マッチョの中にはビームを放つ者もいたのだが、それはクリスタル・オーシャンの白衣によって弾かれて無効化されていた。
更にミックスアイ・イノセントは浄化の魔法は、倒したモヒカンマッチョの一部を元の人間に戻していた。元々からして筋肉質な人もいたが、こちらの世界の人物であろう人間も見受けられる。若干男性が多かったが、マッチョにされていた女性もチラホラいた。その中には、急用で欠席になったというアイドル・ホープスの姿もあったのだ。
マジカル王国王女であるリーサはと言うと、イノセントやゆうちゃんと共にマザープロテイン・ネオそのものを結界に閉じ込めようと奮起していた。
さてファントム☆ウィザードのフォックスは何をしていたかと言うと、中盤からは他の魔法少女たちの補助に近い立ち回りを行っていた。マッチョたちが暴れ回っていた時は、狐火の幻術(幻術なのでぶつかっても火傷しない優れモノだ)で牽制し、時に相手にぶつけて失神させたりしていたのだが。
前衛でガンガンぶつかっていく雪羽とは異なり、源吾郎はやはり後衛に徹する方が性に合っていたのだ。
※
「モ、モヒーッ!」
モヒカンマッチョの最後の一人がどうと倒れる。普通の人間――と言っても人相の悪そうな不良マッチョだったが――に戻った彼の許にフォックスは駆け寄り、その身体を引きずっていった。モヒカンマッチョだった人物を寝かせている一角に運んだのである。倒したと言えども、旧モヒカンマッチョたちは気絶しているだけで生命に別状はない。目を覚ます気配はないが、正気に戻った状態で起き出したらそれはそれでパニックになりそうだから、寝てくれている方が却って良いのかもしれない。

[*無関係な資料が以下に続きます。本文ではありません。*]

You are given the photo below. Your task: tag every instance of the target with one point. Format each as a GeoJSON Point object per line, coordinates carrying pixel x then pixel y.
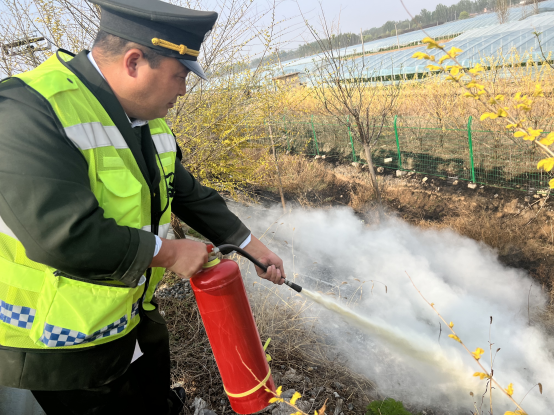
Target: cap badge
{"type": "Point", "coordinates": [182, 49]}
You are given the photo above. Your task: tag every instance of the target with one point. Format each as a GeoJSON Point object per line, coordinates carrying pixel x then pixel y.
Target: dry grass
{"type": "Point", "coordinates": [295, 344]}
{"type": "Point", "coordinates": [521, 231]}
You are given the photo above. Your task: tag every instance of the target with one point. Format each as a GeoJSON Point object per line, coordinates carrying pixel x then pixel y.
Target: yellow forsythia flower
{"type": "Point", "coordinates": [476, 69]}
{"type": "Point", "coordinates": [477, 353]}
{"type": "Point", "coordinates": [295, 397]}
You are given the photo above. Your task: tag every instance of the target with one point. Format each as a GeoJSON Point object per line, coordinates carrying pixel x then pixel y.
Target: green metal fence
{"type": "Point", "coordinates": [471, 151]}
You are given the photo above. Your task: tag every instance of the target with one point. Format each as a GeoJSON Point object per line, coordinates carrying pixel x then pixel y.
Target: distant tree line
{"type": "Point", "coordinates": [442, 14]}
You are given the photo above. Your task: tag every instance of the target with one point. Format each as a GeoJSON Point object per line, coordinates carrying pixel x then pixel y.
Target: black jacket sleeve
{"type": "Point", "coordinates": [47, 202]}
{"type": "Point", "coordinates": [204, 209]}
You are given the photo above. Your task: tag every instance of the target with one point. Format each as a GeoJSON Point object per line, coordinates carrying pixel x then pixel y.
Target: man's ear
{"type": "Point", "coordinates": [132, 61]}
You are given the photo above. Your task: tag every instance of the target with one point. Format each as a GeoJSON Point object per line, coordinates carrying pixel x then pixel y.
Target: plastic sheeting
{"type": "Point", "coordinates": [479, 37]}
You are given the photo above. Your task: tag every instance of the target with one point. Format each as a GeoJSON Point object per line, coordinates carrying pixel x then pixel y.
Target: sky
{"type": "Point", "coordinates": [354, 14]}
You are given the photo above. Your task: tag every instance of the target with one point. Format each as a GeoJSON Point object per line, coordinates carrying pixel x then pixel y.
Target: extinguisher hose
{"type": "Point", "coordinates": [229, 247]}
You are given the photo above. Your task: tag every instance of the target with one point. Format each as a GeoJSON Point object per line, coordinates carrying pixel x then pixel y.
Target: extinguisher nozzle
{"type": "Point", "coordinates": [293, 286]}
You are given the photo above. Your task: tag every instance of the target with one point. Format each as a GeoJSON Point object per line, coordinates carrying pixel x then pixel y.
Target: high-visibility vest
{"type": "Point", "coordinates": [42, 308]}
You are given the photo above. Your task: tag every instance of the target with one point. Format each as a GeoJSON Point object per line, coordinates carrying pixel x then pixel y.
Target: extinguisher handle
{"type": "Point", "coordinates": [230, 247]}
{"type": "Point", "coordinates": [243, 253]}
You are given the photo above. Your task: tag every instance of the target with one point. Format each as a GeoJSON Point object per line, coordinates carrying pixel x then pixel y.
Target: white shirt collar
{"type": "Point", "coordinates": [135, 123]}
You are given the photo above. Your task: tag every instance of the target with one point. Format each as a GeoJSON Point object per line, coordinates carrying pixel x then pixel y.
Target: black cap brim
{"type": "Point", "coordinates": [195, 68]}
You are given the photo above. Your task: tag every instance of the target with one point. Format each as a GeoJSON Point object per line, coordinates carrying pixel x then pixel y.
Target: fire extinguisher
{"type": "Point", "coordinates": [231, 329]}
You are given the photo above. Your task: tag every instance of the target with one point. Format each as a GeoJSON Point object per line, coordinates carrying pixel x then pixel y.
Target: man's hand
{"type": "Point", "coordinates": [275, 270]}
{"type": "Point", "coordinates": [183, 257]}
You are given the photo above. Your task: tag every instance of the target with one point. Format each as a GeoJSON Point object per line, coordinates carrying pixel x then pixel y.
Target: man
{"type": "Point", "coordinates": [89, 175]}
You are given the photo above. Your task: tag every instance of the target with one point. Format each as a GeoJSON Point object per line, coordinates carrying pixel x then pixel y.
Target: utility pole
{"type": "Point", "coordinates": [363, 47]}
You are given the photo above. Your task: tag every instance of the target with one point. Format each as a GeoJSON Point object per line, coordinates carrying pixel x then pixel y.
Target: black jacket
{"type": "Point", "coordinates": [46, 200]}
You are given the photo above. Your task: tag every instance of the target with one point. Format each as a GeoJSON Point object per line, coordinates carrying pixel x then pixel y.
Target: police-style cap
{"type": "Point", "coordinates": [170, 30]}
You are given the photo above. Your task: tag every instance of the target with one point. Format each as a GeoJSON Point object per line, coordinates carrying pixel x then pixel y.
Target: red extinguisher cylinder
{"type": "Point", "coordinates": [233, 335]}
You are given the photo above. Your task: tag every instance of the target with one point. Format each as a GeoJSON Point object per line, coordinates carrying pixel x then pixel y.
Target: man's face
{"type": "Point", "coordinates": [156, 90]}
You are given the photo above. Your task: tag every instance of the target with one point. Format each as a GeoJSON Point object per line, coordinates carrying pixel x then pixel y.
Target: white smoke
{"type": "Point", "coordinates": [463, 278]}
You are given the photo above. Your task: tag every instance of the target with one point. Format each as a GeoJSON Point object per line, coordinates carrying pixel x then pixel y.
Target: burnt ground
{"type": "Point", "coordinates": [517, 223]}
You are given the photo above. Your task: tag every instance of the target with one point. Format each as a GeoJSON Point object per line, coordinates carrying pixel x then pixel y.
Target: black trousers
{"type": "Point", "coordinates": [142, 390]}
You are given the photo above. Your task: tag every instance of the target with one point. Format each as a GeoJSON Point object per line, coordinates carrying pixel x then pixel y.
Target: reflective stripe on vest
{"type": "Point", "coordinates": [41, 308]}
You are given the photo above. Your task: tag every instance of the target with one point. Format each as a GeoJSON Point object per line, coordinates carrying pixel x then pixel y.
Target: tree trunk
{"type": "Point", "coordinates": [277, 168]}
{"type": "Point", "coordinates": [372, 174]}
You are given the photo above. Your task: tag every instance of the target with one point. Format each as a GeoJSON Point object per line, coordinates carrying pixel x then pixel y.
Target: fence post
{"type": "Point", "coordinates": [397, 143]}
{"type": "Point", "coordinates": [315, 137]}
{"type": "Point", "coordinates": [354, 159]}
{"type": "Point", "coordinates": [470, 142]}
{"type": "Point", "coordinates": [286, 134]}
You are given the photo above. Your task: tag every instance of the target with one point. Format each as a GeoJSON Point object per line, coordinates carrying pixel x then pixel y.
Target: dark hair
{"type": "Point", "coordinates": [111, 47]}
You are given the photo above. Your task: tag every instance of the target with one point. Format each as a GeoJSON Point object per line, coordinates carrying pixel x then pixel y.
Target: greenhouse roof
{"type": "Point", "coordinates": [479, 37]}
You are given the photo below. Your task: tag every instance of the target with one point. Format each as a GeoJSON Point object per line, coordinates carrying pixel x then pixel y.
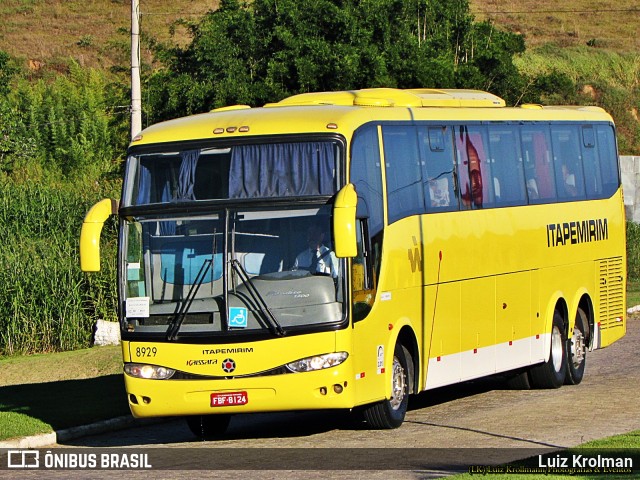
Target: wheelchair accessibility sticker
{"type": "Point", "coordinates": [238, 317]}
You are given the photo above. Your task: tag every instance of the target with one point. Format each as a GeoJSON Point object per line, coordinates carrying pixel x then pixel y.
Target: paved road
{"type": "Point", "coordinates": [476, 415]}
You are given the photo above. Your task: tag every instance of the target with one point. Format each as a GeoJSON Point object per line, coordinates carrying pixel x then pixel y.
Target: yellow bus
{"type": "Point", "coordinates": [344, 250]}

ともあれモヒカンマッチョは全員戦闘不能となった。残るはキャシーと金上だけである。実質的に、敵はキャシー一人だとフォックスたちは踏んでいた。金上は何も施されていない普通の人間であったし、戦闘中も安全な所に隠れたり結界に護られたりしていたのだから。
「ヒーヨワーの弟であるキャシー。あなたの部下たちは全員敗けました。そこの男の人は闘わないようですし……残るはあなた一人ですわ」
マジカル・プリンセスはコンバットブーツをカツリと鳴らし、キャシーの方に半歩近付いた。魔法の力に満ち満ちている事は、彼女の全身から放たれる黄金色のオーラが雄弁に物語っていた。後光がその身を照らしているのはミックスアイ・イノセントも同じ事であるが、彼女のそれはミックスアイママより継承された電飾(鈍器)であるわけだし。
「何故だっ。何故ここでも兄の事を引き合いに出す」
キャシーは悔しそうに吐き捨てる。手持ちの兵が全滅した事よりも、兄と較べられる事を悔やんでいる所は少し気になったが。
センチュリー・エターナルもまた前に進み出て、プリンセスの横に並び立つ。
「まだ闘うつもりですか。八対一ではあなたは圧倒的に不利ですよ。それに、魔力もかなり消耗したみたいですし……」
兵を失ったキャシーに対し、センチュリーは暗に投降を求めている事はフォックスたちにも解った。キャシーは悪事を働いた罪人と言えども、一人を多人数で攻撃するのは気が咎めるのだろう。かつての夢喰いのごとく圧倒的な力を持つのならばまだしもであるが。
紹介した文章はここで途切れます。